¿Existe la libertad como acostumbramos a concebirla, como
esa capacidad de decidir según nuestra voluntad más allá de cualquier cosa
fuera de nosotros? Escuchamos cada día acerca de la omnipotencia divina, de la
predestinación de todo acontecimiento y del Plan Cósmico, donde todo está ya
decidido y cada hecho ya sea trascendental o intrascendente está determinado
por una voluntad suprema que llamamos Dios o destino y a veces karma. Si
aceptamos esto ¿qué queda para nosotros? Si nuestra capacidad de discernimiento
es muy limitada y, si además, el resultado de cualquier cosa que hayamos
decidido ya estaba escrito en nuestra hoja cumplimentaría encarnacional,
entonces ¿por qué tenemos la noción de que vamos marcando nuestro camino a cada
paso y estos, a su vez, son producto de nuestra voluntad? ¿Qué sentido entonces
tendrían la inteligencia, la experiencia, el raciocinio, el concepto de bien y
mal que intuimos todo el tiempo? Nos encontramos ante un descomunal dilema:
somos libres de decidir y por lo tanto tenemos la capacidad de arbitrio, o se
trata sólo de una ilusión; y lo que sucedió, sucede y sucederá ha de sido, es y
será de esa manera más allá de todo pensamiento y de toda acción.

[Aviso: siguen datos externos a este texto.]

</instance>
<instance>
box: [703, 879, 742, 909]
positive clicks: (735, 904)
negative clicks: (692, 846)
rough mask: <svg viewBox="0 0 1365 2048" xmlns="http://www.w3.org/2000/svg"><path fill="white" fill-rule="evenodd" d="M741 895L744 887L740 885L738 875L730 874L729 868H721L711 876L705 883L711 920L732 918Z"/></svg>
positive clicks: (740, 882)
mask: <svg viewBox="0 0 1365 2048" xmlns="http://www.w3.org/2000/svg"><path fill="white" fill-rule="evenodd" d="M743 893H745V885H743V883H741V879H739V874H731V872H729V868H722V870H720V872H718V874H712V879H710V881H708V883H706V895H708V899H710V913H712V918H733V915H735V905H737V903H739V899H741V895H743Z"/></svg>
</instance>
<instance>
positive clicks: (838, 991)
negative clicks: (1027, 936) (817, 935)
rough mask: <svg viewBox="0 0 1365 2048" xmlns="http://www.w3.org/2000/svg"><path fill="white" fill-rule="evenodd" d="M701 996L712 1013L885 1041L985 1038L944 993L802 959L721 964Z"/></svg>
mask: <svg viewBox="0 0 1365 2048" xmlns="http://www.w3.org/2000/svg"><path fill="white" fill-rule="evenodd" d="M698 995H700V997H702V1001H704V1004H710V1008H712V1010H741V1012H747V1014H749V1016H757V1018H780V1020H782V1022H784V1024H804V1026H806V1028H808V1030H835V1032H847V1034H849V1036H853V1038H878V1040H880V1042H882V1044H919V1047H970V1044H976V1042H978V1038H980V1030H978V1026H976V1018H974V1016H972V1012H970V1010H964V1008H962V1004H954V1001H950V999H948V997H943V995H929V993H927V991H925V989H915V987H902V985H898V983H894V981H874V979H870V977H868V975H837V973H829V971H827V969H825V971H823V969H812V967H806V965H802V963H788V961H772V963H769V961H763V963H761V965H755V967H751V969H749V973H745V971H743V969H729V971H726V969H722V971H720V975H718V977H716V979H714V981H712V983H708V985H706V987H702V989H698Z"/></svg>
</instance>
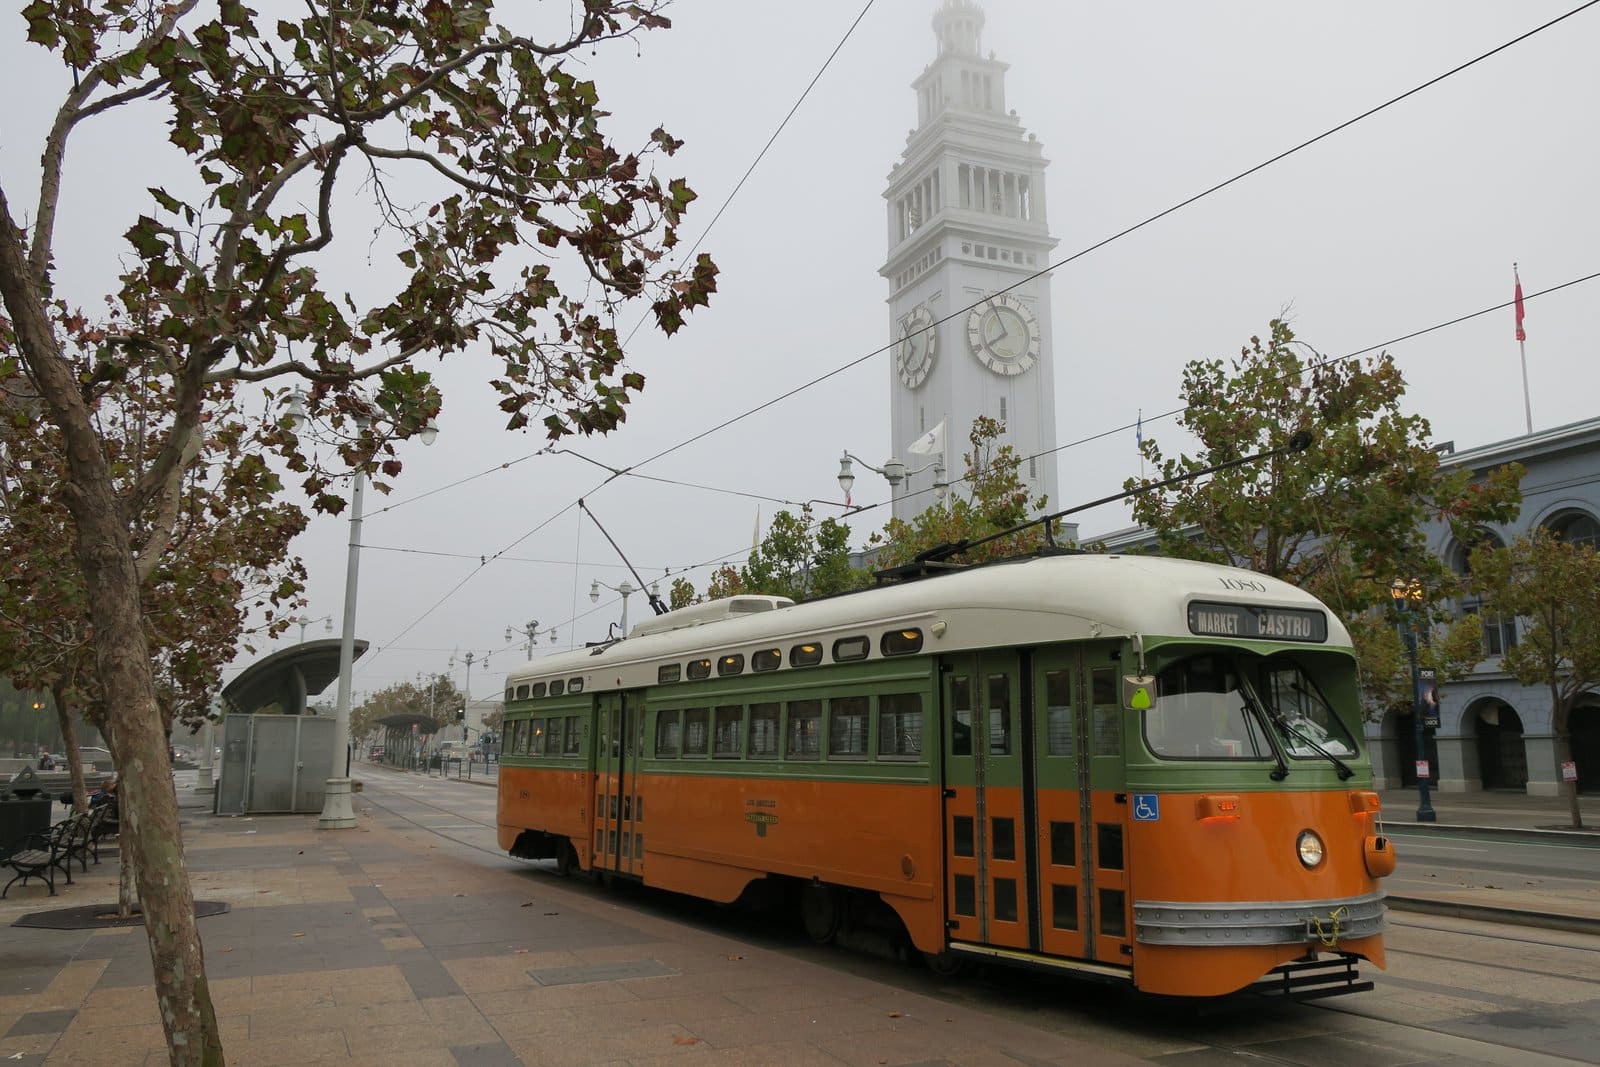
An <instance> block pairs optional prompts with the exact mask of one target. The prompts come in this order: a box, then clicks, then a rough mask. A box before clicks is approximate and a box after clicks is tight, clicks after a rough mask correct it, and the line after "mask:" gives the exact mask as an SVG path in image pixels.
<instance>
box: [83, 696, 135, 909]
mask: <svg viewBox="0 0 1600 1067" xmlns="http://www.w3.org/2000/svg"><path fill="white" fill-rule="evenodd" d="M94 726H96V728H98V729H99V731H101V736H102V737H104V739H106V747H107V749H109V750H110V758H112V761H114V763H115V765H117V766H118V768H120V766H122V749H118V747H117V731H115V729H114V728H112V725H110V723H109V721H106V718H104V715H101V717H98V718H96V720H94ZM118 785H120V781H118ZM117 809H118V811H122V797H120V793H118V798H117ZM138 905H139V885H138V880H136V878H134V864H133V849H131V848H123V846H122V830H120V827H118V832H117V918H133V912H134V910H136V909H138Z"/></svg>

¿Qué razón tendría la encarnación si es inútil para
aprender? ¿Y cómo se aprende más si no es experimentando? Se ha dicho que “las
buenas decisiones son hijas de la experiencia, pero la experiencia es hija de
las malas”. Aceptemos que estamos aquí y que somos polvo de estrellas, semillas
sembradas en el agua, que es lo que más somos, y que al germinar provocan un
“darse cuenta” de su propia existencia, y a esto llamamos consciencia, la
percepción de que habitamos el mundo como entes independientes e inigualables
(“pues si tú y yo fuéramos iguales, uno de los dos no tendría que existir”).
Pero el agua se evapora y se une al fluido de la atmósfera y arrastra con ella
la planta que acogía y esta vuelve a ser polvo, aunque sea también de
estrellas. ¿Qué ha sido esto, un viaje sin propósito, un abandono transitorio
de lo sublime para luego volver a sublimarse sin más? Sería muy triste a la vez
que muy frustrante en un universo tan elegante, en que toda vibración es
relevante y aporta un ingrediente al todo sin desperdiciar ningún residuo.

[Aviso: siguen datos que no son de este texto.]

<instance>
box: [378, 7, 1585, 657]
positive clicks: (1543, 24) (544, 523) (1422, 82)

Pero, si hay un Plan Maestro que todo lo rige, también los
atributos de la inteligencia y sus consecuencias prácticas como la competencia
para elegir son parte de un programa mayor que dicta un decreto y emite una
carta de libertad, efímera pero contundente. Algo hay que nos libra de la
esclavitud del sino y nos deja tomar este u otro sendero bajo nuestra propia
responsabilidad y recibir en carne propia, nunca mejor dicho, las consecuencias
de esa toma de decisión.
No hay imperfección en el absoluto, no hay bien ni mal,
negro ni blanco, sólo hay eternidad e infinitud, no hay tampoco carencias, es la abundancia sin límites, y nosotros
somos todo eso también, sin embargo habitamos un espacio estrecho dotado de una
consciencia, también estrecha, entonces, ¿para qué está encarcelado un segmento
de la mente cósmica en un recipiente finito y de pronta caducidad?; ¿quizás
para aprender de las carencias y así pulir la oxidada percepción de nuestra
existencia, o también para percatarnos de que padecemos una honda nostalgia de
lo intangible y añoramos un regreso aunque nuestra mente tantas veces nos diga
lo contrario?
Alguna razón ha de haber para que ostentemos esa capacidad
de vernos frente a frente con las disyuntivas cotidianas, para movernos en
todas direcciones, incluso a contracorriente, mediante el chispazo
de un impulso volitivo que liberamos desde lo profundo de la mente y que
desencadena una cascada de eventos cuyos resultados siempre tenemos que asumir
y que pueden hasta confundirnos. Por eso el alma que nos compone mantiene
encendida una veladora en la consciencia, un recuerdo que es símbolo del fuego
eterno, creador y transmutador, y a esta llama la llamamos personalidad, como
metáfora de que somos un segmento separado del universo, un trozo de vida
libre, aunque en realidad formamos cuerpo con él, y también nos inspira con la
certeza consciente de que tomamos decisiones haciendo uso de un derecho a la
libertad que viene incluido con la consciencia, con la condición misma de seres
encarnados. Así el libre albedrío sería una prueba de que nos anima una
condición divina; sería una diáfana muestra de voluntad creadora a la vez que
una promesa íntima de retorno a la Unidad Cósmica.